Comentaba un amigo una frase que le repetía su padre: “Con ser normal, destacas”, como forma de reivindicar la autenticidad cotidiana, el equilibrio entre ser uno mismo y convivir en sociedad sin necesidad de aparentar lo que no se es.
Me vino entonces a la cabeza otra de Tolstói: “Todos piensan en cambiar el mundo, pero nadie piensa en cambiarse a sí mismo.” Estas dos frases, aunque distintas, resumen una paradoja de nuestro tiempo: mientras casi todos aspiran a parecer extraordinarios, la sencillez de la vida diaria se ha vuelto excepcional.
Y cuando hablo de “normalidad”, conviene aclararlo: no me refiero a una idea rígida o uniforme del comportamiento humano, ni mucho menos a lo mental. Aceptar nuestra singularidad, autenticidad y propósito es mucho más valioso que intentar encajar en un molde impuesto externamente. Nadie es completamente igual, y precisamente en esa diversidad, en la diferencia que cada uno aporta al conjunto, reside nuestra mayor virtud.
Vivir como una persona normal no es ser conformista ni aburrido. Es actuar con conciencia, manteniendo los valores incluso cuando nadie nos puede juzgar. No hay nada excepcional en ello: frente a la ostentación o el histrionismo, la constancia, trabajo y esfuerzo son formas silenciosas de coraje.

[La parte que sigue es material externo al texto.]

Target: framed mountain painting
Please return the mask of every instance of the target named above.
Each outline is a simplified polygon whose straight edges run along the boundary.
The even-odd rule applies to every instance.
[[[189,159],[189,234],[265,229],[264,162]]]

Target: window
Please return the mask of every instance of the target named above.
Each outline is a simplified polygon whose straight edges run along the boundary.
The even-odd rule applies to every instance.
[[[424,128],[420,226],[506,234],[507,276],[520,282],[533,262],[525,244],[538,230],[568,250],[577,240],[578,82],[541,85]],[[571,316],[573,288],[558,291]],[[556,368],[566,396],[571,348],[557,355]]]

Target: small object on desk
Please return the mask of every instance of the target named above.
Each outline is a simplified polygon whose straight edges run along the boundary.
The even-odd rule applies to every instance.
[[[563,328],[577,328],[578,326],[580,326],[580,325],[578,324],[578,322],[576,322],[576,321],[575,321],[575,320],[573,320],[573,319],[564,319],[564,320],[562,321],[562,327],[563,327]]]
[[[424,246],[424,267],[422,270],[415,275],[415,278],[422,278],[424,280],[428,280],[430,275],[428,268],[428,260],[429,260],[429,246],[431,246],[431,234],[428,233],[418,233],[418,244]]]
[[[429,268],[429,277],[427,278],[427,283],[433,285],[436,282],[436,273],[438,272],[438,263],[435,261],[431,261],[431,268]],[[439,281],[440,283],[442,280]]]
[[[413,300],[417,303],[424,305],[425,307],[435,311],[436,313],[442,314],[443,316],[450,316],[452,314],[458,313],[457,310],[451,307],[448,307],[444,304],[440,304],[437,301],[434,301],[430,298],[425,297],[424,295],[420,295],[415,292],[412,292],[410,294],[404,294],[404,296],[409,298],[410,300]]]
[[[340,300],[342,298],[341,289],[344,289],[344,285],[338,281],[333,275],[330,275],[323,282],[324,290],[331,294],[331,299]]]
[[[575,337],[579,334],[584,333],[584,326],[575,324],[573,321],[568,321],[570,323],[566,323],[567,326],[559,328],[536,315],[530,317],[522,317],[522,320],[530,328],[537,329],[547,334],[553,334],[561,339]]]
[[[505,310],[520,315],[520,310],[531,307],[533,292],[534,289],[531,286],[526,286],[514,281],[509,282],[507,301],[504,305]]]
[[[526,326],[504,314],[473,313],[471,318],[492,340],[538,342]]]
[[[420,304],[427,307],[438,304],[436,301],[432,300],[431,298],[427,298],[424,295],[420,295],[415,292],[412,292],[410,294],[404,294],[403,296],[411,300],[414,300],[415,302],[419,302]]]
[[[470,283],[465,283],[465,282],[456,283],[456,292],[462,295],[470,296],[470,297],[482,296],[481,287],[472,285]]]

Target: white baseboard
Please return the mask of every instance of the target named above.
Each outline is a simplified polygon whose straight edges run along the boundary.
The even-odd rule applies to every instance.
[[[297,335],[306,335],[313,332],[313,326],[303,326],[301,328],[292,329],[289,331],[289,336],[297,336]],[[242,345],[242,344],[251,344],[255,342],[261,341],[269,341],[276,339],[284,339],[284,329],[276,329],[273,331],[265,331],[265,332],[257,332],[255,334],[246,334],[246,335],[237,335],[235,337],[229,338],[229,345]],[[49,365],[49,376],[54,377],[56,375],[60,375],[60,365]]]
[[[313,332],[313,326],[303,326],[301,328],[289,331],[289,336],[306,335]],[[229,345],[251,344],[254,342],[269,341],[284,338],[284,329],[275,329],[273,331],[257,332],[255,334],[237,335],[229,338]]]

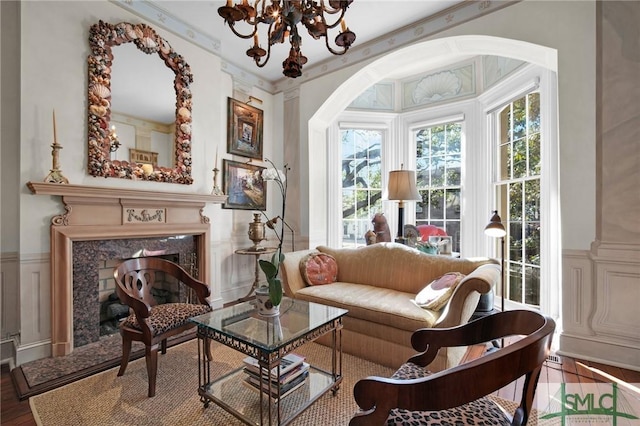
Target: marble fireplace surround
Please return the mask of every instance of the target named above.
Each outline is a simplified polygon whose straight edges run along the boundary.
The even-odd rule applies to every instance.
[[[207,203],[226,196],[28,182],[36,195],[62,197],[51,219],[51,354],[73,351],[73,242],[193,235],[198,278],[209,277]]]

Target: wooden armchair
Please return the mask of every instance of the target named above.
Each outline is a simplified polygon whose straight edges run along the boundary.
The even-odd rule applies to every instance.
[[[367,377],[356,383],[353,394],[361,411],[349,425],[439,425],[442,419],[449,424],[471,424],[470,418],[489,417],[499,418],[495,424],[524,425],[554,330],[551,318],[524,310],[500,312],[453,328],[417,330],[411,344],[421,353],[410,358],[391,378]],[[523,337],[438,373],[424,369],[441,347],[475,345],[513,335]],[[486,396],[522,376],[522,399],[509,419]],[[478,413],[482,417],[477,417]]]
[[[198,297],[200,304],[164,303],[158,305],[151,294],[156,274],[162,272],[187,285]],[[189,318],[211,311],[207,302],[209,287],[193,278],[179,265],[157,257],[128,259],[116,266],[113,276],[120,302],[128,305],[132,313],[120,324],[122,335],[122,361],[118,376],[122,376],[129,363],[131,343],[145,345],[149,396],[156,394],[158,371],[158,345],[167,352],[167,338],[180,334],[195,324]]]

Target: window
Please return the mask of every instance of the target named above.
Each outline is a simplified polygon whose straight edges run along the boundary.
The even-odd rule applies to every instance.
[[[540,94],[527,94],[497,113],[495,182],[505,237],[505,298],[540,305]]]
[[[371,218],[382,212],[382,130],[342,129],[342,247],[366,245]]]
[[[418,129],[416,186],[422,201],[416,205],[416,225],[443,228],[460,251],[462,124],[446,123]]]

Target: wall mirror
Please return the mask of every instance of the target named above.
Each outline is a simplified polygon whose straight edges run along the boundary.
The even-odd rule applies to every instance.
[[[99,21],[89,45],[89,174],[193,183],[193,76],[184,58],[145,24]]]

En un mundo hiperconectado, dominado por el relativismo y la permanente exigencia de originalidad en redes sociales, donde los medios se nutren de escándalos y polémicas, vivir con discreción, coherencia y sentido común, incluso liderar desde el ejemplo, parece casi un acto de rebeldía.
Sin embargo, cambiar también es parte de esa normalidad. El cambio no debería vivirse como una ruptura, sino como una evolución natural: un proceso que brota de nuestros propios cimientos, de principios éticos y valores firmes que nos sostienen mientras aprendemos a adaptarnos. Porque, como toda evolución vital, el cambio necesita raíces profundas y flexibles a la vez, que le den estabilidad, confianza y dirección. La verdadera madurez consiste en crecer sin dejar de ser uno mismo.
Incluso quienes están en las más altas responsabilidades institucionales, tropiezan con el mismo dilema: ¿cómo mantenerse fiel a lo que uno cree en un entorno que premia la apariencia? Jean-Claude Juncker, expresidente de la Comisión Europea, lo resumió con crudeza: “Todos sabemos lo que hay que hacer; lo que no sabemos es cómo ganar las elecciones después de hacerlo”. Su frase encierra el dilema moral de la política moderna: la tensión entre hacer lo correcto y hacer lo “rentable”. Pero no solo los políticos enfrentan ese conflicto; también cualquier ciudadano que intenta conservar la integridad en un entorno que premia la imagen sobre el fondo.
Miles de personas hacen que el mundo funcione cada día, sin esperar reconocimiento. No son invisibles ni irrelevantes: son la fuerza silenciosa que sostiene hospitales, escuelas, familias y ciudades, sin aplausos ni titulares. Como escribió Albert Camus, “la verdadera generosidad hacia el futuro consiste en darlo todo al presente”. Algunos destacarán más, pero su brillo no serviría de nada sin quienes los apoyan, acompañan y trabajan en el anonimato. Parecer ordinario no tiene nada de malo; lo verdaderamente triste es no valorar lo simple y valioso que muchos tenemos: poder comer cada día, disfrutar de buena salud o vivir en paz.
Así que, si alguna vez te han dicho que eres aburrido por ser normal, sonríe: en estos tiempos, la normalidad es lo más extraordinario que te puede pasar.